1969 schreibt er einen Text über das Ghetto: Im Warteraum des Todes. Hier denkt Améry seine (die jüdische) Opfererfahrung anders: er sieht eine «totale Einsamkeit», eine Erlösung in der Revolte erscheint ihm nun undenkbar. «Der Nazi» wollte die Juden zum Anti-Volk machen und habe sie dadurch «in einem ganz bestimmten Sinn für immer erhöht». Das ist, in anderen Worten, eine Bekräftigung der Singularität der Shoah. Und dann ein schwieriger Satz: «Es wird die Welt sich diesem Druck, der alles andere ist als gemeine Nötigung, noch auf lange Zeit hin fügen müssen.» Woher hier das Wort Druck kommt, erschließt sich aus dem Zitat-Kontext (ich habe nachgeschlagen, im Band 7 der Werkausgabe): «Es nützt den Neo-Nazis nichts, wenn sie sagen, die Juden wollten mit ihren Millionen Geopferter die Welt erpressen! Es wird die Welt sich diesem Druck, der alles andere ist als gemeine Nötigung, noch auf lange Zeit hin fügen müssen.»
Améry trifft hier den neuralgischen Punkt, der vielleicht besser verständlich macht, warum so viele Linke zuletzt nicht nur Schwierigkeiten hatten, den Terror der Hamas angemessen zu verurteilen, sondern vielfach sogar das Existenzrecht des Staates Israel in einen blinden Fleck rückten, wo es im Grunde durch Beschweigen bestritten wird. Améry sagt deutlich: «die Welt» muss nun unter Druck mit den Folgen der nationalsozialistischen Vernichtungspolitik umgehen, sie muss sich der Tatsache fügen, dass das jüdische Existenzrecht nun «erhöht» ist (und auch in einem Staat im Nahen Osten realisiert). Deutschland macht, so könnte man sagen, nicht erst seit dem 7. Oktober, aber seither noch einmal ausgeprägter eine Politik dieser «Erhöhung». Das stößt auf Widerstand bei Menschen, die andere historische Gewichtungen suchen, die – Amérys Worte sind wirklich instruktiv – einen anderen «Druck» aufbauen wollen. Bei Améry jedenfalls setzte sich statt der menschheitlichen Hoffnung auf allgemeine Befreiung aus dem Kolonialismus «eine Schicksalstreue aus der historischen Erfahrung eines zerbrochenen Universalismus» durch, so Fiedler. Und ein Bekenntnis zum Staat Israel.

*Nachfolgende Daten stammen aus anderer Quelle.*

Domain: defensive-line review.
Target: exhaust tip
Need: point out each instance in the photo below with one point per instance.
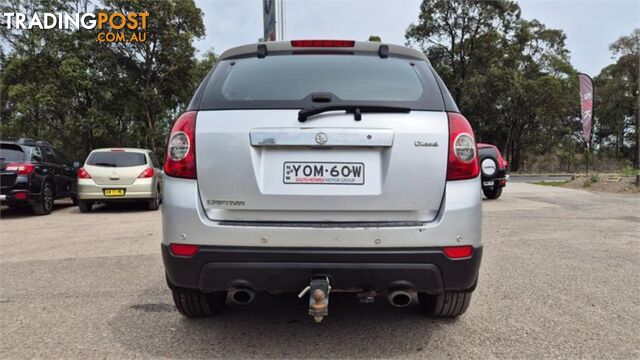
(400, 298)
(242, 296)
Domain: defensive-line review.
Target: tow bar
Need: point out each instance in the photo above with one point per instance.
(318, 290)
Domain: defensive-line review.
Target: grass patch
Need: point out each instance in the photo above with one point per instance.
(550, 183)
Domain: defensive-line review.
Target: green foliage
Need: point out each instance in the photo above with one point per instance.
(511, 77)
(64, 87)
(616, 99)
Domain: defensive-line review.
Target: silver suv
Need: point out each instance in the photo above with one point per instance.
(312, 166)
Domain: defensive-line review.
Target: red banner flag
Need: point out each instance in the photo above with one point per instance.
(586, 106)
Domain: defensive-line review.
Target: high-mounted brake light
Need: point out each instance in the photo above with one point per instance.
(183, 249)
(181, 148)
(20, 168)
(83, 174)
(322, 43)
(463, 153)
(146, 173)
(458, 252)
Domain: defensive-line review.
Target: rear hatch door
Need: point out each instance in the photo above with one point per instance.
(387, 167)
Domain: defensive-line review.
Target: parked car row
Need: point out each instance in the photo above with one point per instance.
(34, 174)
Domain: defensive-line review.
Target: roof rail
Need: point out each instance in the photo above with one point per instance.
(44, 143)
(25, 141)
(31, 142)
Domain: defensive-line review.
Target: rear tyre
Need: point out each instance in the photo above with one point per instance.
(194, 303)
(449, 304)
(85, 206)
(44, 206)
(492, 193)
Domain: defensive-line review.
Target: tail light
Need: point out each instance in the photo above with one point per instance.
(22, 195)
(183, 249)
(83, 174)
(458, 252)
(146, 173)
(21, 169)
(463, 153)
(322, 43)
(181, 147)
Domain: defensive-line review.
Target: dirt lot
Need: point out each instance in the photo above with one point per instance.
(604, 183)
(559, 279)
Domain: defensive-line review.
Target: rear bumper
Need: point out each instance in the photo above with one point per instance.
(499, 179)
(290, 269)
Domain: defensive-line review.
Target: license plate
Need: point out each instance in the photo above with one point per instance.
(113, 192)
(323, 173)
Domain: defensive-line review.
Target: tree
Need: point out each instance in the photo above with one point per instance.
(618, 100)
(164, 65)
(64, 87)
(511, 77)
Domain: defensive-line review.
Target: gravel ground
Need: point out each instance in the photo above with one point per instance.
(559, 279)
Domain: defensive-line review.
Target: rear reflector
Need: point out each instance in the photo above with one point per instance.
(183, 249)
(322, 43)
(146, 173)
(20, 195)
(458, 252)
(21, 169)
(83, 174)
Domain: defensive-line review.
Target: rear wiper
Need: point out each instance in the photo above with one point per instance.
(106, 164)
(357, 110)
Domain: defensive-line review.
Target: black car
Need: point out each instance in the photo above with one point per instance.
(33, 174)
(494, 170)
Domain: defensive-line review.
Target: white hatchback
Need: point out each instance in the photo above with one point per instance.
(113, 175)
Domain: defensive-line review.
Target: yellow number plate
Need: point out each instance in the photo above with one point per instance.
(113, 192)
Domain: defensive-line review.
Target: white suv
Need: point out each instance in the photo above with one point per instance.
(316, 165)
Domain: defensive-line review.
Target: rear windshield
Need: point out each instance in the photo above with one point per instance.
(11, 153)
(116, 159)
(288, 80)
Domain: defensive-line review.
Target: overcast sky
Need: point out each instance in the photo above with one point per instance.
(590, 25)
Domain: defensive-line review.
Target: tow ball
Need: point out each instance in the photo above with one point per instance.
(318, 290)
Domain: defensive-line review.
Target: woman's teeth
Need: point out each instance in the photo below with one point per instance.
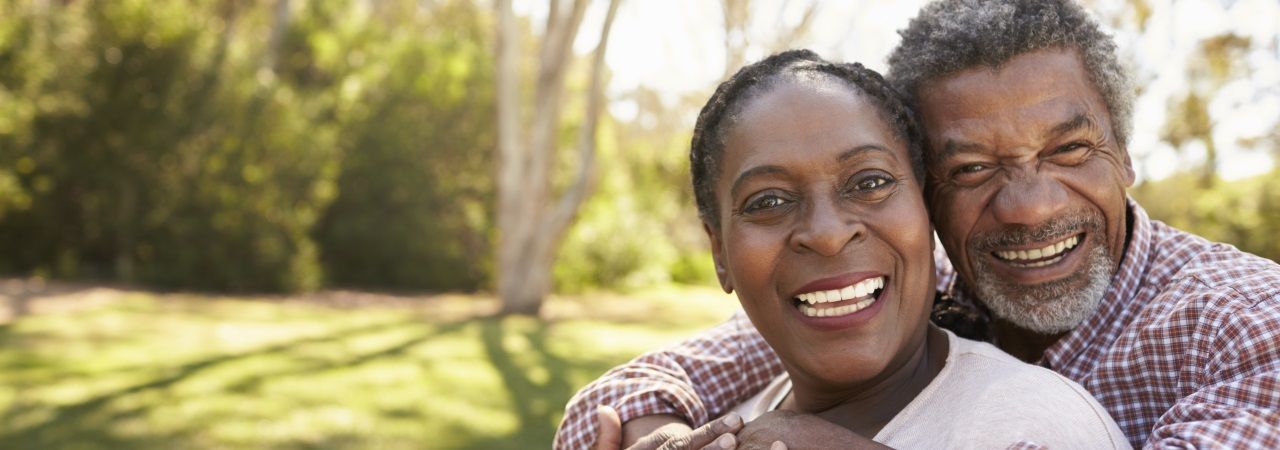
(860, 292)
(837, 311)
(1050, 253)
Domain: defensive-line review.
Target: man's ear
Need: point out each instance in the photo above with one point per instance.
(718, 258)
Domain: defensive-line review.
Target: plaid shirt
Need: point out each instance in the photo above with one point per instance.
(1183, 352)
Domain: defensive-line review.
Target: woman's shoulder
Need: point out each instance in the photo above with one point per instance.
(992, 390)
(982, 368)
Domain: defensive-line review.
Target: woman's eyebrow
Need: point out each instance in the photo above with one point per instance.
(860, 150)
(752, 173)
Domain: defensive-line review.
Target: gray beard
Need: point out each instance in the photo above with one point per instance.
(1048, 307)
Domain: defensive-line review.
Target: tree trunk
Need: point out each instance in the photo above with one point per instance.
(530, 226)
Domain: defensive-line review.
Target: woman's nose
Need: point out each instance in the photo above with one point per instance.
(824, 229)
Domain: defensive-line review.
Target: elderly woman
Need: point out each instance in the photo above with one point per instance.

Mit Überlegungen von Nora Sternfeld über einen «situierten Universalismus» schließt der Band. Sie nimmt Bezug auf politische (Hegemonie-)Theorie von Ernesto Laclau, Chantal Mouffe, Oliver Marchart, Jacques Rancière (Das Unvernehmen) und schließlich vor allem Norman Ajari. Und schlägt vor, nicht von Universalismus, sondern von Universalisierung zu sprechen, im Sinn eines «radikaldemokratischen Moments der Ausweitung dessen, was wir unter «alle» verstehen». Aufklärung, die sich dem Anspruch nach auf «alle» bezog, aus der also die Idee des Universalismus stammt, wird bei Sternfeld mit dem Begriff «Vernichtungspotential» assoziiert, was in dieser Beiläufigkeit riesige Resonanzräume öffnet. Der Begriff «alle» soll «nicht totalitär geschlossen, sondern offen und umkämpft» bleiben.
Ich frage mich dabei: Gibt es für das Subjekt «alle Menschen», das in den Menschenrechtserklärungen gesetzt wird, und das gewiss in den konkreten Geopolitiken immer wieder gewaltsam durchkreuzt wird, nicht doch einen theoretischen und auch praktischen Ort, von dem aus sich der Kampf um entscheidende Berechtigungen und Ermächtigungen (Sudan, Algerien, Chile) besser konzeptualisieren lässt als in den vielen partikularen Emanzipationen (Black Lives Matter, die Indigenen in Chile, Uiguren in der VR China, ...), die alle natürlich unumgänglich sind? Sogar Israel/Gaza wird auf diese Weise zu einem Widerspruch, von dem auf vielen Demonstrationen der Eindruck entsteht, es gehe um ein Entweder/Oder. Also: Ist nicht Universalismus die eine Situierung, auf die jede Universalisierung zulaufen muss?